The conversion process requires LibreOffice (or a compatible `soffice` binary) to be installed on the host system. If the binary is not found, LiteParse returns a clear `LiteParseError::Conversion` error containing installation instructions (defined in [`crates/liteparse/src/conversion.rs`](https://github.com/run-llama/liteparse/blob/main/crates/liteparse/src/conversion.rs) lines 8-13).
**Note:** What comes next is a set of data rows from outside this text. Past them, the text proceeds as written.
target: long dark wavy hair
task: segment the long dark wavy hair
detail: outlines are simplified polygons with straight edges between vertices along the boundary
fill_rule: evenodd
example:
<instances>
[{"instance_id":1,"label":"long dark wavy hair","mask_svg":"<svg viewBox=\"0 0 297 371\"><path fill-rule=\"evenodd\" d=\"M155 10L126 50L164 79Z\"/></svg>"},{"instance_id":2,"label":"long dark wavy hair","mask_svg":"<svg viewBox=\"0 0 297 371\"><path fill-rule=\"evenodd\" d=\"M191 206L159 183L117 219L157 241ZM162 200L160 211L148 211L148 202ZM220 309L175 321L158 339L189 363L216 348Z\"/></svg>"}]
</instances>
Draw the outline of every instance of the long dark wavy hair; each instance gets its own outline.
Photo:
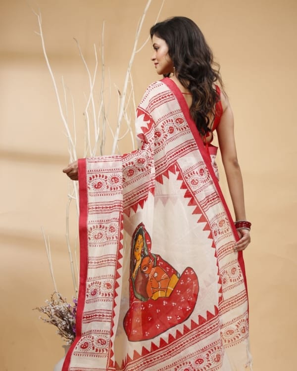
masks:
<instances>
[{"instance_id":1,"label":"long dark wavy hair","mask_svg":"<svg viewBox=\"0 0 297 371\"><path fill-rule=\"evenodd\" d=\"M192 94L190 114L201 135L205 135L211 131L209 117L213 120L215 103L220 100L214 83L218 81L224 88L220 66L214 62L203 34L186 17L173 17L156 23L150 33L151 38L155 35L166 42L177 77Z\"/></svg>"}]
</instances>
This error propagation ensures callers receive actionable feedback rather than opaque process failures.

## Summary

- `resolve_pdf_input` in [`crates/liteparse/src/conversion.rs`](https://github.com/run-llama/liteparse/blob/main/crates/liteparse/src/conversion.rs) (lines 97-109) detects non-PDF inputs and routes them to the conversion pipeline.
- Office extensions map to `ConversionTool::LibreOffice` (lines 68-73), triggering the LibreOffice backend.
- `find_libre_office_command` (lines 60-71) locates the system binary, supporting cross-platform deployment.
- `convert_office_document` (lines 200-211) executes headless conversion with isolated temporary profiles to prevent lock contention.
- `find_pdf_in_dir` (lines 50-57) discovers the generated PDF despite potential filename modifications by LibreOffice.
- The `LiteParse::parse` method in [`parser.rs`](https://github.com/run-llama/liteparse/blob/main/parser.rs) (lines 84-87) orchestrates the entire flow, ensuring extraction logic always receives standardized PDF input.
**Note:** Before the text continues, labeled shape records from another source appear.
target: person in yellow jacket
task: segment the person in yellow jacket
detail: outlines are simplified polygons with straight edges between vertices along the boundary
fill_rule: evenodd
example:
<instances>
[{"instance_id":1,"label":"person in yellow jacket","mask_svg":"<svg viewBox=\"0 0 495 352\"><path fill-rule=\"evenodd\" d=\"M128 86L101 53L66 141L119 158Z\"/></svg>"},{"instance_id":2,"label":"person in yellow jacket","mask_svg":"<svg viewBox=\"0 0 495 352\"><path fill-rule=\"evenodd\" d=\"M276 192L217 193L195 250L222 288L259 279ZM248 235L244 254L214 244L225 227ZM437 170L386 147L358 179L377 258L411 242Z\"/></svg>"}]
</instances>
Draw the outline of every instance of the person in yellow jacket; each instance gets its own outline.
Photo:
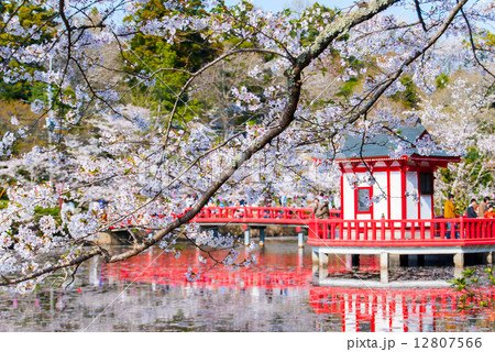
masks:
<instances>
[{"instance_id":1,"label":"person in yellow jacket","mask_svg":"<svg viewBox=\"0 0 495 352\"><path fill-rule=\"evenodd\" d=\"M455 209L458 209L453 204L453 195L449 194L449 197L446 201L446 206L443 209L443 218L444 219L455 219ZM455 226L455 224L454 224ZM447 238L450 239L450 227L451 222L447 223ZM455 231L455 239L459 239L459 232Z\"/></svg>"}]
</instances>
## Frequently Asked Questions

### What dependencies are required for DOCX to PDF conversion?

LiteParse requires LibreOffice or a compatible `soffice` binary to be installed on the host system. If the binary is missing, the library returns a `LiteParseError::Conversion` containing detailed installation instructions according to the error definitions in [`crates/liteparse/src/conversion.rs`](https://github.com/run-llama/liteparse/blob/main/crates/liteparse/src/conversion.rs).
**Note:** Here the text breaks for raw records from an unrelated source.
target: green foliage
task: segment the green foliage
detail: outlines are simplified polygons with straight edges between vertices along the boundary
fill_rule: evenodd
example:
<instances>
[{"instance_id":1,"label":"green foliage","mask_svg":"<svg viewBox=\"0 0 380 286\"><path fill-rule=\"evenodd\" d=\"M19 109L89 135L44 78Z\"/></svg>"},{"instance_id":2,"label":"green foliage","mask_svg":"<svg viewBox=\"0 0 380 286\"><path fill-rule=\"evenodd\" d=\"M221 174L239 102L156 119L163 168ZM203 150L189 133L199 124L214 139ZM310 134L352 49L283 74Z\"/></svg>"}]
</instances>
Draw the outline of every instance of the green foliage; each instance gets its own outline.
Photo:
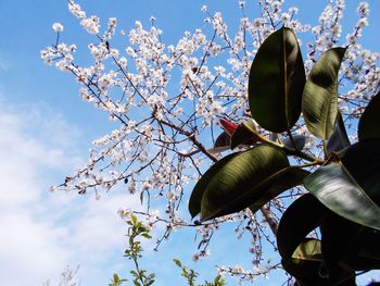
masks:
<instances>
[{"instance_id":1,"label":"green foliage","mask_svg":"<svg viewBox=\"0 0 380 286\"><path fill-rule=\"evenodd\" d=\"M139 264L139 259L142 257L143 251L139 239L151 239L150 229L142 222L138 221L136 215L131 215L127 224L129 225L127 233L128 247L124 251L124 256L131 260L135 265L135 270L129 272L134 278L132 283L135 286L150 286L154 283L155 274L148 274ZM119 286L124 282L127 282L127 279L122 279L117 274L114 274L110 286Z\"/></svg>"},{"instance_id":2,"label":"green foliage","mask_svg":"<svg viewBox=\"0 0 380 286\"><path fill-rule=\"evenodd\" d=\"M261 189L271 186L288 166L286 153L267 145L232 156L199 182L204 186L201 219L210 220L249 207Z\"/></svg>"},{"instance_id":3,"label":"green foliage","mask_svg":"<svg viewBox=\"0 0 380 286\"><path fill-rule=\"evenodd\" d=\"M249 77L252 117L269 136L253 122L224 120L225 142L232 149L250 148L212 165L189 203L191 215L203 221L246 208L255 213L303 184L309 192L288 207L277 229L283 269L299 285L355 285L355 271L380 269L380 94L359 120L358 142L351 145L338 105L344 53L339 47L326 51L305 80L293 32L282 27L273 33L258 49ZM303 151L306 137L291 133L301 111L308 130L321 139L324 158ZM290 165L288 157L304 162ZM309 236L318 229L320 239ZM197 274L182 272L194 285L190 282Z\"/></svg>"},{"instance_id":4,"label":"green foliage","mask_svg":"<svg viewBox=\"0 0 380 286\"><path fill-rule=\"evenodd\" d=\"M358 125L359 140L380 139L380 91L372 98L363 113Z\"/></svg>"},{"instance_id":5,"label":"green foliage","mask_svg":"<svg viewBox=\"0 0 380 286\"><path fill-rule=\"evenodd\" d=\"M290 129L301 114L304 83L297 40L290 28L282 27L263 42L251 66L249 98L253 119L270 132Z\"/></svg>"},{"instance_id":6,"label":"green foliage","mask_svg":"<svg viewBox=\"0 0 380 286\"><path fill-rule=\"evenodd\" d=\"M302 112L309 132L328 139L338 115L338 72L345 49L333 48L326 51L314 65L306 80Z\"/></svg>"}]
</instances>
### How does LiteParse handle LibreOffice output filename variations?

Because LibreOffice may modify output filenames during the conversion process, LiteParse uses the `find_pdf_in_dir` function to scan the temporary output directory and return the first `.pdf` file found. This approach ensures reliable file discovery regardless of naming changes introduced by the office suite.

### Can LiteParse convert other Microsoft Office formats besides DOCX?

Yes. According to the extension table in [`crates/liteparse/src/conversion.rs`](https://github.com/run-llama/liteparse/blob/main/crates/liteparse/src/conversion.rs), LiteParse treats all office-related extensions—including `.pptx` and `.xlsx`—as candidates for LibreOffice conversion, mapping them to `ConversionTool::LibreOffice` and processing them through the same `convert_office_document` pipeline.

### Is the DOCX to PDF conversion process thread-safe?

Yes. Each conversion operation creates isolated temporary user profiles and output directories, preventing lock contention between concurrent executions. The `convert_office_document` function specifically initializes temporary workspaces for every conversion, making the process safe for multi-threaded and async environments.